Introduction to Text Analysis: A Coursebook

Posted in: text analysis  collaboration  w&l  resources  pedagogy 

[Crossposted on the WLUDH blog]

I am happy to share publicly the initial release of a project that I have been shopping around in various talks and presentations for a while now. This semester, I co-taught a course on “Scandal, Crime, and Spectacle in the 19th Century” with Professor Sarah Horowitz in the history department here at Washington and Lee University. The course counted as digital humanities credit for our students, who were given a quick and dirty introduction to text analysis over the course of the term. In preparing for the class, I knew that I wanted my teaching materials on text analysis to be publicly available for others to use and learn from. One option might be to blog aggressively during the semester, but I worried that I would let the project slide, particularly once teaching got underway. Early conversations with Professor Horowitz suggested, instead, that we take advantage of time that we both had over the summer and experiment. By assembling our lesson plans far in advance, we could collaboratively author them and share them in a format that would be legible for publication both to our students, colleagues, and a wider audience. I would learn from her, she from me, and the product would be a set of resources useful to others.

At a later date I will write more on the collaboration, particularly on how the co-writing process was a way for both of us to build our digital skill sets. For now, though, I want to share the results of our work - Introduction to Text Analysis: A Coursebook. The materials here served as the backbone to roughly a one-credit introduction in text analysis, but we aimed to make them as modular as possible so that they could be reworked into other contexts. By compartmentalizing text analysis concepts, tool discussions, and exercises that integrate both, we hopefully made it a little easier for an interested instructor to pull out pieces for their own needs. All our materials are on GitHub, so use them to your heart’s content. If you are a really ambitious instructor, you can take a look at our section on Adapting this Book for information on how to clone and spin up your own copy of the text materials. While the current platform complicates this process, as I’ll mention in a moment, I’m working to mitigate those issues. Most importantly to me, the book focuses on concepts and tools without actually introducing a programming language or (hopefully) getting too technical. While there were costs to these decisions, they were meant to make any part of the book accessible for complete newcomers, even if they haven’t read the preceding chapters. The book is really written with a student audience in mind, and we have the cute animal photos to prove it. Check out the Preface and Introduction to the book for more information about the thinking that went into it.

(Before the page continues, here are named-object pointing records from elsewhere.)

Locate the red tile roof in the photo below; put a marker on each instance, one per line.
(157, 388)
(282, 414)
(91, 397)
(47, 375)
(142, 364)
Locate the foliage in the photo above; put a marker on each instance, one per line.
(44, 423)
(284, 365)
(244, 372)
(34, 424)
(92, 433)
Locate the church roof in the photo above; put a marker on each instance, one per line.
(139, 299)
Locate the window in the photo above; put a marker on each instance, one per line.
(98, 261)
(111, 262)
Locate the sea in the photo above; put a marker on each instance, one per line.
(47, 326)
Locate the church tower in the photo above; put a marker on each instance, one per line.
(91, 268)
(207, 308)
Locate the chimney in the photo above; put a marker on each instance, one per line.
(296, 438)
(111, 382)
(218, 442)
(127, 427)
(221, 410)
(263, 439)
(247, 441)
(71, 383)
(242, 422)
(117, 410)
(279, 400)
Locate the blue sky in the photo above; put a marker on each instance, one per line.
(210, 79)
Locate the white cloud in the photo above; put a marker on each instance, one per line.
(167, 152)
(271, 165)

The work is, by necessity, schematic and incomplete. Rather than suggesting that this be the definitive book on the subject (how could anything ever be?), we want to suggest that we always benefit from iteration. More teaching materials always help. Any resource can be a good one - bad examples can be productive failures. So we encourage you to build upon these materials in your courses, workshops, or otherwise. We also welcome feedback on these resources. If you see something that you want to discuss, question, or contest, please drop us a line on our GitHub issues page. This work has already benefited from the kind feedback of others, either explicit or implicit, and we are happy to receive any suggestions that can improve the materials for others.

One last thing - this project was an experiment in open and collaborative publishing. In the process of writing the book, it became clear that the platform we used for producing it - GitBook - was becoming a problem. The platform was fantastic for spinning up a quick collaboration, and it really paid dividends in its ease of use for writers new to Markdown and version control. But the service was new and under heavy development. Ultimately, the code was out of our control, and I wanted something more stable and more fully in my hands for long-term sustainability. I am in the process of transferring the materials to a Jekyll installation that would run off GitHub pages. Rather than wait for this final, archive version of the site to be complete, it seemed better to release this current working version out into the world. I will update all the links here once I migrate things over. If the current hosting site is down, you can download a PDF copy of the most recent version of the book here.

Update: I got around to doing that! You can find the new, improved, and more stable version of the site here.